The double-blind, randomized phase 3 PURPOSE 1 study enrolled more than 5,300 cisgender adolescent girls and young women ages 16–26 in South Africa and Uganda. 

Among the 1,068 women in the study’s Truvada arm, 16 new HIV diagnoses were reported. There were 39 diagnoses among the 2,136 women taking Descovy. In both the Truvada and Descovy arms, participants took one pill of their respective medication each day.

Because Truvada and Descovy are longtime HIV prevention drugs, a placebo group was considered unnecessary and unethical, so background HIV incidence (the number of diagnoses expected in a population in absence of any medication) was used for comparison. Truvada, the first drug to be approved for PrEP in 2012, was used as a secondary comparator. Descovy has not been FDA approved as PrEP for cisgender women and was used in the study on an investigational basis.

Lenacapavir is also being studied in other groups. Results are expected late this year or early next from PURPOSE 2, being conducted in Argentina, Brazil, Mexico, Perú, South Africa, Thailand and the United States among cisgender men who have sex with men, and transgender women, transgender men and gender nonbinary folk. Recruitment is underway for PURPOSE 3, centering on cisgender women in the U.S., and PURPOSE 4, among people who use injection drugs.

More PURPOSE 1 data are expected to be presented later this year, particularly at July’s AIDS 2024 international HIV conference in Munich, Germany.

Lenacapavir was approved by the FDA in December 2022 for use as a component of HIV treatment—not as a complete regimen. Marketed under the brand name Sunlenca, it is taken every six months along with other HIV medications and is for people living with HIV who are heavily treatment experienced.

Another injectable medication, cabotegravir, in combination with the HIV drug rilpivirine, became the first FDA-approved long-acting complete HIV treatment in January 2021, under the brand name Cabenuva. In December that year, cabotegravir was approved for HIV PrEP, as Apretude. Long-acting injectables, however, have had issues with accessibility and insurance coverage, adding to health disparities already faced by people living with and vulnerable to HIV.

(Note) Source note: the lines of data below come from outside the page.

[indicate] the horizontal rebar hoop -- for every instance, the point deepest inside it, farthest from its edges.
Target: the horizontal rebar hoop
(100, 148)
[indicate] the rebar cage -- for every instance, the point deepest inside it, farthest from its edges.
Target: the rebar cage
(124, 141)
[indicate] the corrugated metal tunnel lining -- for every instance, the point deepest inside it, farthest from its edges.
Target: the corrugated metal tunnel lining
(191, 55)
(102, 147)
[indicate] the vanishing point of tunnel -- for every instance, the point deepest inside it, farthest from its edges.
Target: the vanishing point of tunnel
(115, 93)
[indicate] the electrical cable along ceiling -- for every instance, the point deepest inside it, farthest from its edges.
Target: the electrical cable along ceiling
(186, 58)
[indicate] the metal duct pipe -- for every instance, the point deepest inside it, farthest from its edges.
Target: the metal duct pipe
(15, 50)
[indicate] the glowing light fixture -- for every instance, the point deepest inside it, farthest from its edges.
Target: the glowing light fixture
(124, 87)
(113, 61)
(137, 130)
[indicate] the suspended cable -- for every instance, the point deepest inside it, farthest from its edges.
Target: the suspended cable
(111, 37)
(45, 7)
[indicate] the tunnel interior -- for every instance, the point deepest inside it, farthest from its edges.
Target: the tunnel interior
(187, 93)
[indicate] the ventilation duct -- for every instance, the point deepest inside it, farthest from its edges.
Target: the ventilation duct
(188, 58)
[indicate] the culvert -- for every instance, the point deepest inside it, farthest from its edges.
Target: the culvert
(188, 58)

“We must not forget that proving efficacy is just the first step in the long path to equitable implementation,” said Aniruddha Hazra, MD, director of STI services at the University of Chicago’s Department of Medicine. “We have learned a lot these past few years with trying to scale-up long-acting cabotegravir, the largest challenge being cost and coverage. These obstacles will be no different with lenacapavir and unless we are able to overcome them, inequities in PrEP uptake and HIV diagnosis will persist, if not widen.”

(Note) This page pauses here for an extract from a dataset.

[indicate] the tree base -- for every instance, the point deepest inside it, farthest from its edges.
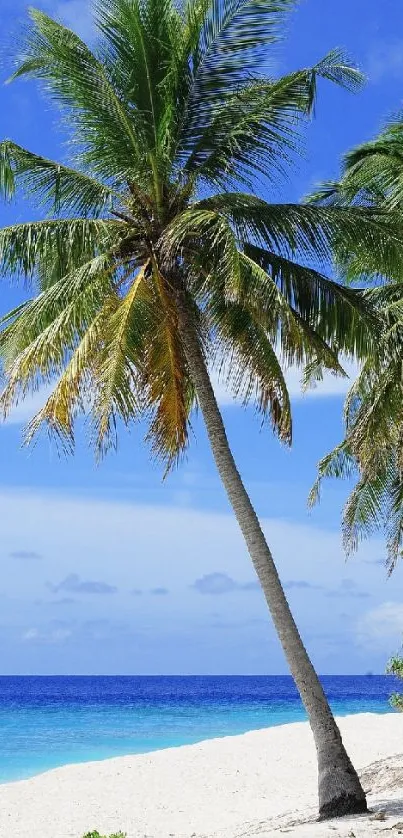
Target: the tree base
(344, 804)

It’s not yet known what Gilead’s plans are for getting approval of lenacapavir for HIV prevention.

“We expect to see a timeline that takes into account a full analysis of PURPOSE 1 data and the coming data from PURPOSE 2 from Gilead as soon as possible, and we urge regulatory agencies to prepare to fast track regulatory review,” said Mitchell Warren, executive director of AVAC, an international nonprofit that supports HIV vaccine and prevention development. “We also call on WHO [the World Health Organization] to be prepared to quickly include lenacapavir, if approved by regulatory agencies, in HIV prevention guidelines. There is no time to waste if we are to translate these exciting clinical trial results into actual public health impact and expand the toolbox of HIV prevention choices.”